The share registry makes for interesting reading. Apart from QBE, which is the largest shareholder, with $30 million invested, and the Wilson family foundation, the main stakeholders include:
> the partners of advisory firm Korda Mentha, including Mark Korda, Mark Mentha and Dean Winterbottom, who is on the board of ReachOut Australia
> IPAC co-founder and TV personality Paul Clitheroe
> Melbourne entrepreneur Peter Scanlon, who runs his own foundation and family office
> Paul Bassat, the co-founder of Seek and current Wesfarmer and Australian Football League director
> Film industry identity and philanthropist Neil Balnaves
> Lonely Planet founders Maureen and Tony Wheeler
> Tony Berg, the first managing director of Macquarie Bank and a former chief executive of Boral
> Daniel Petrie, the tech entrepreneur and former US Microsoft executive
> Investment banker Peter Joseph, who is also a director of the Black Dog Institute and St James Ethics Centre
> The Gumala Trust, which is the second-largest indigenous company in Australia
> Private equity veterans Joe Skrynzki, a former Sydney Opera House chair and film industry promoter, and his business partner Bill Ferris
> Grahame Mapp, the founder of coal exporter Oakbridge in the 1970s and, more recently, the founder of media company Omnicom (now know as Omnilab Media)
> Myles Baron-Hay, a former BT Funds Management executive and chief executive of the Sydney Swans AFL club, and
> Frank Casarotti, a director of the LIC and head of distribution at Wilson’s rival fund manager Magellan Financial Group.
Among the charities and foundations which also took shares in the IPO as a way to help their own reserves management, are Sane Australia, the Smith Family, the Snow Foundation and the Grace Foundation.
The FGG gives one per cent of assets under management to a selection of mental health charities per year, with the fund managers and other service providers, including the ASX and administrator White Administration, donating their services.
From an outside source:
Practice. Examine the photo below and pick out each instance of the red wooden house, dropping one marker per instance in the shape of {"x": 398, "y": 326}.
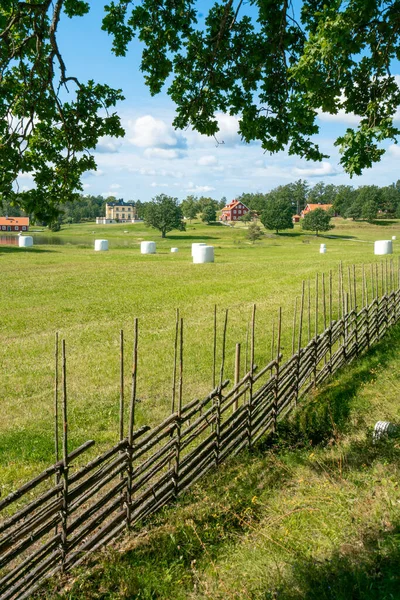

For shareholders who invest more than $1 million, the donation can go to a charity of their choice outside the FGG list. FGG will also provide a dividend scheme for donations and promote separate donations. It will be Australia’s second-largest single funder of mental health research and assistance outside of government.
The $1.00 shares traded at $1.07 on day one, in a soft market, slipping to $1.05 last Friday.